Pro-tip: pause a moment before tending to them if they’re making noise to see if they truly are awake and need you, or are just in their active phase of sleep.
- They are born with poor eyesight
When they’re first both they can only see 8-12 inches in front of them, everything else is blurry. Luckily you’ll be holding them most of the time, so that’s the perfect distance to look up at mom or dad! They also can’t see colors in the beginning, but they can see black and white. They love looking at anything with stark contrast!
- They have preferences
Newborns don’t care if you purchased the most popular bottle, pacifier, swaddles, etc, they like what they like. We tried a bunch of pacifiers before finally finding one our baby will take! Same for bottles. Something to keep in mind as you make your registry!
- Newborns have teeny tiny tummies
Newborns are born with stomachs the size of a hazelnut roughly. That is tiny! What that means is it doesn’t take much to fill them up, so it’s okay if you don’t produce a ton of milk right away. It also means they’ll eat very frequently in the early weeks. Their tummies quickly grow, but they will still likely eat often for the first few months.
- They lose weight after birth
Most babies will lose 5-10% of their birth weight following being born. They’ll weigh your baby multiple times in the hospital to track it. Perfectly normal! Doesn’t mean ANYTHING in regards to your milk production. It’s usually just them losing some fluids. They should regain that weight in the following weeks. Your pediatrician will be tracking that for you and let you know if at any point it is cause for concern.
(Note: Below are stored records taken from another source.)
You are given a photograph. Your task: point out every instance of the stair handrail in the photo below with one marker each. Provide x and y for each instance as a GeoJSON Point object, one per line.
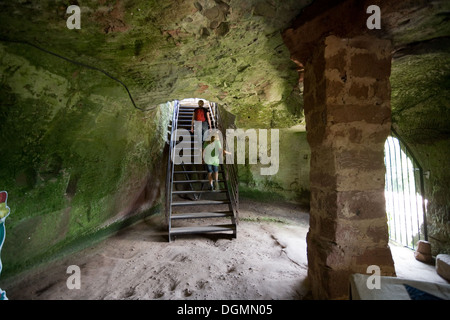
{"type": "Point", "coordinates": [230, 170]}
{"type": "Point", "coordinates": [170, 163]}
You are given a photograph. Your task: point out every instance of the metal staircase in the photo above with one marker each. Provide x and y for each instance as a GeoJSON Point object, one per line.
{"type": "Point", "coordinates": [191, 208]}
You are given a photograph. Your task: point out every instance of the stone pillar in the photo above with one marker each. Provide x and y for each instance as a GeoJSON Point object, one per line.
{"type": "Point", "coordinates": [348, 117]}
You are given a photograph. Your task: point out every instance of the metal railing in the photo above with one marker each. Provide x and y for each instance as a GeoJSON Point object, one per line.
{"type": "Point", "coordinates": [230, 169]}
{"type": "Point", "coordinates": [170, 162]}
{"type": "Point", "coordinates": [404, 192]}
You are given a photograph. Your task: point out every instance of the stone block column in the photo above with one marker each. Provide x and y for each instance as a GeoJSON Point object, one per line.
{"type": "Point", "coordinates": [348, 117]}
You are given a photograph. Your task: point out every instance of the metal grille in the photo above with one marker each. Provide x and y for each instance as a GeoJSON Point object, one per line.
{"type": "Point", "coordinates": [404, 190]}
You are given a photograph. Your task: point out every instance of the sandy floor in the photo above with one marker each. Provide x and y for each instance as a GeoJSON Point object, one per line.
{"type": "Point", "coordinates": [267, 260]}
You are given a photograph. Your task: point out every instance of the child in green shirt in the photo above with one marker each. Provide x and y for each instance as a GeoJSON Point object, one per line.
{"type": "Point", "coordinates": [211, 152]}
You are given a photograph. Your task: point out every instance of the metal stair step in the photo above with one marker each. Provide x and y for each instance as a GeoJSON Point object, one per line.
{"type": "Point", "coordinates": [203, 229]}
{"type": "Point", "coordinates": [193, 181]}
{"type": "Point", "coordinates": [199, 202]}
{"type": "Point", "coordinates": [198, 191]}
{"type": "Point", "coordinates": [195, 171]}
{"type": "Point", "coordinates": [201, 215]}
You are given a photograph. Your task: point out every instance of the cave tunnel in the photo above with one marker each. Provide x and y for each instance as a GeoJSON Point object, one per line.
{"type": "Point", "coordinates": [85, 114]}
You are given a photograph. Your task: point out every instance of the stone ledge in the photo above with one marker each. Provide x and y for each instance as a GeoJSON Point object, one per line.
{"type": "Point", "coordinates": [443, 266]}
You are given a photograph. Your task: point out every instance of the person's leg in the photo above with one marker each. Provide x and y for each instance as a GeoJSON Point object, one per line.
{"type": "Point", "coordinates": [210, 171]}
{"type": "Point", "coordinates": [204, 130]}
{"type": "Point", "coordinates": [216, 178]}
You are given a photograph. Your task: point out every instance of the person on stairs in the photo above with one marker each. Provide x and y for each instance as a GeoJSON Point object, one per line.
{"type": "Point", "coordinates": [203, 115]}
{"type": "Point", "coordinates": [211, 152]}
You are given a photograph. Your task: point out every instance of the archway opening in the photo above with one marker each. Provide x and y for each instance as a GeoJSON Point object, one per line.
{"type": "Point", "coordinates": [404, 192]}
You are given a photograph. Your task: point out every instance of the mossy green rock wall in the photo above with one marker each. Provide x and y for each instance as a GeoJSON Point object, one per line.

- They are constantly changing
I think this is what shocked me the most, but they are just constantly changing, evolving, learning, and growing. It’s truly incredible to watch! They’ll go from barely being able to lift their head for tummy time, to having it fully lifted for a half hour straight. From taking forever to get through a feed, to being champion eaters chugging away.
You’ll notice constant changes in just about every aspect there is. Just when you think you’ve figured something out with them, they go and change again. It’s bittersweet how fast they grow! It’s also reassuring when you’re in a more challenging phase, because you know it will only last for so long.
Enjoy the ride! Embrace the lessons along the way. Know that there truly is no being 100% prepared, but there is so much beauty and fun in the journey. There will be hard moments you won’t know how you’ll get through, but each time you’ll emerge the other side that much more confident as a parent. It’s the most fun rollercoaster you’ll ever be on!